The Patriot is an advanced surface-to-air missile system intended to defend against aircraft, cruise and ballistic missiles.

Production began in 1980 and the missile was first deployed in combat in 1990/91 after Iraq's invasion of Kuwait, though its performance against Iraqi scud missiles was much less spectacular than initially claimed.

Since then successive versions of the system have been upgraded and enhanced giving it a much greater capability against ballistic missiles. It was again deployed to the Middle East during Operation Iraqi Freedom in 2003.

Patriot is operated by twelve countries around the world including the US, the Netherlands, Germany, Japan, Israel, Saudi Arabia, Kuwait, Taiwan, Greece, Spain, South Korea and the United Arab Emirates.

The system is based upon wheeled trailers. It is mobile and can be carried in a C5 Galaxy transport aircraft. Units are inter-operable so Nato countries can put together a defensive package and deploy it to a far-flung region, as the Alliance is planning to do on the Turkish-Syrian border.

Missiles

A Patriot system is made up of four main elements: a radar, control centre and associated power supply and communications towers, and launchers on trucks.

The manufacturer says it can take 16 launchers, the US Army uses usually five to eight in a battery.

Each launcher holds four missiles - or 16 in the latest "Pac-3" version.

The launchers can be up to a kilometre away from the radar and control hub, linked by microwave signals.

The trailer-mounted radar is a "phased array" type - it scans the sky with a narrow beam which flicks between thousands of locations each second.

If it detects something, up to 62 miles (100 km) away, it focuses on it and relays information about it to the control centre.

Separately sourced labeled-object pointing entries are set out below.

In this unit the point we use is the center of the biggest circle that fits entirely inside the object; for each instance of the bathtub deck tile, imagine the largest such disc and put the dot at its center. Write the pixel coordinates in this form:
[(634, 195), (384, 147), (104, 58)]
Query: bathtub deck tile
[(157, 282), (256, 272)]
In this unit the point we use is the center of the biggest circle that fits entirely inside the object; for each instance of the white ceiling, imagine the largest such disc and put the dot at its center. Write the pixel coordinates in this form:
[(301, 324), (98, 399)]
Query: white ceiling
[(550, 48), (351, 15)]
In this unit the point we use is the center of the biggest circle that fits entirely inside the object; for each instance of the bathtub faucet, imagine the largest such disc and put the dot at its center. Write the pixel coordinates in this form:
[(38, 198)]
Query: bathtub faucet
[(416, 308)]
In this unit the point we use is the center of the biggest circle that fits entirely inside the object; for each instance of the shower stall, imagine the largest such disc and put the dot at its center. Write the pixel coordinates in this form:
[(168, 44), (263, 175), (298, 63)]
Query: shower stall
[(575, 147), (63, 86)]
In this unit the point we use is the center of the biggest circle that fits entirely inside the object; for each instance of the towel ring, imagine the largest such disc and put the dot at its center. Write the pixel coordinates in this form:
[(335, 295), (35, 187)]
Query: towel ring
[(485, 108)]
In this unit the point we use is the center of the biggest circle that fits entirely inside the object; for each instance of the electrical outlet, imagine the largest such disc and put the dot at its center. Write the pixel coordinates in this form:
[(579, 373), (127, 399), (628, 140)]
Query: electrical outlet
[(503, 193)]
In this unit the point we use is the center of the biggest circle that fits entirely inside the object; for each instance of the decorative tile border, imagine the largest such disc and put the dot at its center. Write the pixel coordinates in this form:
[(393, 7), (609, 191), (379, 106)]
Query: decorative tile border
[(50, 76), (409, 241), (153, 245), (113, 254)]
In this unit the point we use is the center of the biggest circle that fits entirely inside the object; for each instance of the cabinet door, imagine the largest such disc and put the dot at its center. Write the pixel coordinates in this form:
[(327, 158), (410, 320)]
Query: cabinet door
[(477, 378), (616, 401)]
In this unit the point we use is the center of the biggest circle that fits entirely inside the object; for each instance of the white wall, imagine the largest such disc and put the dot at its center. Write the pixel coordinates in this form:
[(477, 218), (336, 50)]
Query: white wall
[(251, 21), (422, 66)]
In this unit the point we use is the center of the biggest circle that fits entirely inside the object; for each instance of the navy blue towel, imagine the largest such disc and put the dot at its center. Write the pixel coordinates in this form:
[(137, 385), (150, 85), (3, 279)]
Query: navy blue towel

It can track up to 100 targets and send guidance data for up to nine missiles.

Automatic fire

The "engagement control station" has three operators, with two radar consoles and a radio link.

The system can be automated, although an operator is able to override it.

When the control computer has decided the best time to launch, it tells a launcher to fire a missile or missiles - typically two might be fired at a target in rapid succession because one alone does not guarantee a hit.

The five-metre-long missiles are supersonic within moments of leaving the launcher, having taken their initial course from the control computer, and accelerate to five times the speed of sound.

Tracking

The latest, smaller version of the missile does have a warhead but is meant to destroy its target primarily by simply hitting it. It has its own "seeker" to fine tune its approach to the target.

The older type weighs almost three times as much and has a range of up to 100 miles (160km). It uses a more complex process called "track via missile".

The Patriot missile homes on an electronic signal "painted" on the target by the radar, and relays its position in relation to the target back to the radar and on to the control centre.

Updated flight instructions are sent back up to the missile to guide it to the target. The computer can adjust the missile's fuse, depending on the target, to decide the best moment to detonate the 198lb (90kg) warhead.

A drawback to this method is it takes at least nine seconds from launch to become effective.